AMD Bulldozer review thread.

Didn't each core in a module have their private L1 caches so there shouldn't be any trashing there, especially in the instruction cache that shouldn't even contain any data that can be changed by other cores?

There is just one L1I cache per module, there are two separate L1D caches. And that shared L1I cache is only 2-way set associative.
 
Last edited by a moderator:
Phenom II is faster for gaming. AMD have been behind for years now and they're actually moving backwards.

A 32nm shrink of Phenom II would presumably have been much easier to get up and running on a new process and also been a smaller, cooler chip to sell to consumers (even without higher clocks or turbo mode or basically any changes).

AMDs decision not do anything new on 45nm for years, then jump in with a brand new architecture on a completely unproven process sure paid off. :(
 
I wonder what is next for AMD in the cpu space now... yeah 10/15 % improvement... still not enough.. plus this thing seems pretty hot... All engies@Intel working on IB must have a day off and a good laugh by now.
 
I just find it hard to accept that it struggles against X6 in gaming. I guess when they started talking about bundling a liquid cooling solution, it was sign of trouble.
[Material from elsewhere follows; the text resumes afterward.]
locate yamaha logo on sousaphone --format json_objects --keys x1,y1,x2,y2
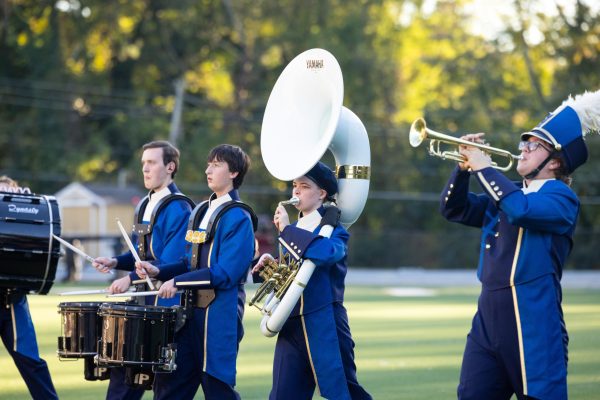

Would a 32nm Phenom II X8 be faster and smaller compare to 4-module BD ?

Anyway I am glad with the 2600k purchase. I'll skip this and go with SNB-E, and drop the 2600k into gaming rig. I'm quite dissapointed, not expecting much, but not this.
 
Something interesting I found, from hardware.fr's review:

img00338281.gif


"Latence" = Latency
"Debit" = Throughput

Nonetheless, Debit is marked red for higher values, which cannot mean throughput, since that would be "higher is better" (or is the diagram simply colored wrong?).
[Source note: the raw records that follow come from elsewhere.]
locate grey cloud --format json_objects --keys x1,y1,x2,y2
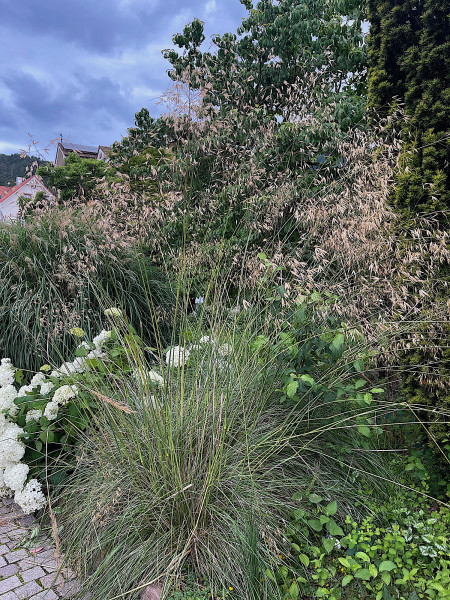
[{"x1": 0, "y1": 0, "x2": 247, "y2": 152}]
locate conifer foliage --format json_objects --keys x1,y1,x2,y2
[
  {"x1": 368, "y1": 0, "x2": 450, "y2": 454},
  {"x1": 368, "y1": 0, "x2": 450, "y2": 219}
]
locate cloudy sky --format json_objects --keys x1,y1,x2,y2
[{"x1": 0, "y1": 0, "x2": 247, "y2": 158}]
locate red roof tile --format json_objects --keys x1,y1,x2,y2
[{"x1": 0, "y1": 176, "x2": 55, "y2": 204}]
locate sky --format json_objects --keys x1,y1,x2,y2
[{"x1": 0, "y1": 0, "x2": 247, "y2": 158}]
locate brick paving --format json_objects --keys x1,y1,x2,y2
[{"x1": 0, "y1": 498, "x2": 81, "y2": 600}]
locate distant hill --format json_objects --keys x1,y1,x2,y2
[{"x1": 0, "y1": 154, "x2": 48, "y2": 187}]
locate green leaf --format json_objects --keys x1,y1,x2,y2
[
  {"x1": 288, "y1": 581, "x2": 299, "y2": 599},
  {"x1": 354, "y1": 569, "x2": 372, "y2": 580},
  {"x1": 326, "y1": 519, "x2": 344, "y2": 537},
  {"x1": 356, "y1": 552, "x2": 370, "y2": 562},
  {"x1": 342, "y1": 575, "x2": 353, "y2": 586},
  {"x1": 299, "y1": 554, "x2": 310, "y2": 567},
  {"x1": 338, "y1": 558, "x2": 350, "y2": 568},
  {"x1": 309, "y1": 493, "x2": 323, "y2": 504},
  {"x1": 354, "y1": 379, "x2": 366, "y2": 389},
  {"x1": 369, "y1": 564, "x2": 378, "y2": 578},
  {"x1": 330, "y1": 333, "x2": 345, "y2": 352},
  {"x1": 353, "y1": 359, "x2": 364, "y2": 372},
  {"x1": 322, "y1": 538, "x2": 335, "y2": 553},
  {"x1": 379, "y1": 561, "x2": 396, "y2": 572},
  {"x1": 265, "y1": 568, "x2": 275, "y2": 582},
  {"x1": 381, "y1": 571, "x2": 391, "y2": 585},
  {"x1": 300, "y1": 374, "x2": 315, "y2": 386},
  {"x1": 324, "y1": 500, "x2": 337, "y2": 516},
  {"x1": 363, "y1": 393, "x2": 372, "y2": 405},
  {"x1": 358, "y1": 426, "x2": 371, "y2": 437},
  {"x1": 308, "y1": 519, "x2": 323, "y2": 532},
  {"x1": 370, "y1": 388, "x2": 384, "y2": 394},
  {"x1": 286, "y1": 380, "x2": 299, "y2": 398}
]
Possibly debit is better translated as CPI, opposed to IPC? After initial latency of course?
 
Possibly debit is better translated as CPI, opposed to IPC? After initial latency of course?
Yes, it probably means how many cycles it takes to complete the operation (on average) for a test run.
The <1 cycle values are most likely a result of super-scalar execution issue.
 
"le débit mesure la vitesse entre chaque instruction traitée lorsqu'on en traite plusieurs. " So here, "debit" is like "time between instructions".
 
Phenom II is faster for gaming. AMD have been behind for years now and they're actually moving backwards.
Depends on the game, looked overall quite similar to me - lose some, win some. But that is indeed disappointing.
[edit: actually it indeed seems it's slower in games more often than not - the games would really need to have more threads for it to be faster for the most part.]

AMDs decision not do anything new on 45nm for years, then jump in with a brand new architecture on a completely unproven process sure paid off. :(
They didn't quite do that forgot about Llano? If the process isn't up to the task (I have no idea there really if the chip not reaching higher frequencies is really due to 32nm trouble) there's not much you can do about it anyway at this point.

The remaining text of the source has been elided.